This past Friday morning, December 14th, 2012, I was up early buying eggs and other ingredients for a Kids Cookie-Baking Class and Party that I was going to teach later that day. Two loving parents hired me to teach their cookie-baking-loving daughter and her 9 friends how to bake and decorate cookies from scratch. These kids, all aged between 3-5 years old, were in for a treat because I LOVE teaching others how to bake incredible treats, especially kids.
I started the day thinking like a child so that I could really craft an experience that these kids would remember for a long while. I bought a variety of chocolates, colorful candies, like M&Ms, and I prepared my my kid-favorite hot chocolate so that kids could have the perfect beverage to accompany their dozens and dozens of freshly baked cookies.
Before I headed to the teaching kitchen, I stopped by my house to grab a few things. I turned on the TV, and like many of you, saw a massive police surge surrounding an elementary school in Connecticut. I couldn't imagine what kind of issue was impacting a school of little kids, but I assumed it was something benign or environmental, like a gas leak. However, when the reporter came on to say the breaking news was a school shooting at Sandy Hook Elementary School, I was sent to state of shock.

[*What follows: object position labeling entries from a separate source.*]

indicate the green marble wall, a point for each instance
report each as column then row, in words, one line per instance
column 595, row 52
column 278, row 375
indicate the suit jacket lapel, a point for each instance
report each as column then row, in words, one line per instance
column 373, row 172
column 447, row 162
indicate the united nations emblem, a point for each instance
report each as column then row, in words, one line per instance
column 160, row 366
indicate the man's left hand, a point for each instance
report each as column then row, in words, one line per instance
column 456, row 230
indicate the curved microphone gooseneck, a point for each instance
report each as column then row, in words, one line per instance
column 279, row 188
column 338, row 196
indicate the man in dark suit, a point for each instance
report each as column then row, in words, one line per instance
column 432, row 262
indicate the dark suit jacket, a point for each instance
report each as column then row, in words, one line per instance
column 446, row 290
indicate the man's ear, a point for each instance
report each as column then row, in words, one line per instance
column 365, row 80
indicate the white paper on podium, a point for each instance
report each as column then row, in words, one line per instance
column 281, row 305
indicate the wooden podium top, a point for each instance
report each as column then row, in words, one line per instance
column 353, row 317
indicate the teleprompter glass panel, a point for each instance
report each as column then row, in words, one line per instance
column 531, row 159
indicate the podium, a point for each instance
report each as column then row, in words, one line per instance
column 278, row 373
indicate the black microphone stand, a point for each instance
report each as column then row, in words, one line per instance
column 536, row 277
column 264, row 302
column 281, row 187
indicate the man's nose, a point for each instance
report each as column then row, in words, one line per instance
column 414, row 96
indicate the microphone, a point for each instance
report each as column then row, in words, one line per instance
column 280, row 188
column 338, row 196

This announcement was at 9:00PST, just a couple of hours after the incident and still early in the story's development. I knew there was a shooting, but at the time, no reported fatalities. My heart was heavy and my brain couldn't comprehend yet another shooting, especially at an elementary school. Before I fully understood the magnitude of the tragedy, I was off to teach my 10 little kids how to make cookies, to celebrate a birthday of a 4 year old, and to usher in the goodwill that the Holidays of Hanukah, Christmas, and Kwanza bring this time of year.
As I taught the class, laughed with the kids, and made messes and cookies, I was inspired by their joy and happiness over the littlest things. "Can I lick the spoon" "Can I eat this chocolate chip, Pleeeeeeaaaassssseee? It'll make my day". :-)
Coming home, 8 hours after the story broke, I learned of the fatalities and my heart broke again for the families.
In this time, there is no "right" thing to say or do. Our nation has a heavy heart over the loss of innocent children and their teachers. Our politicians and policymakers will scramble to make sense of this horror and to try to find political solutions, if any exist.
What the rest of us can do is be a little nicer to others, hug our loved ones and keep them close, and maybe find a little time to bake cookies with the kids in your life.
We can also make a donation to those groups, like the United Way, who are raising funds to help with the memorials of the lost, the counseling services for those in need of the post-traumatic stress challenges, and other relief efforts.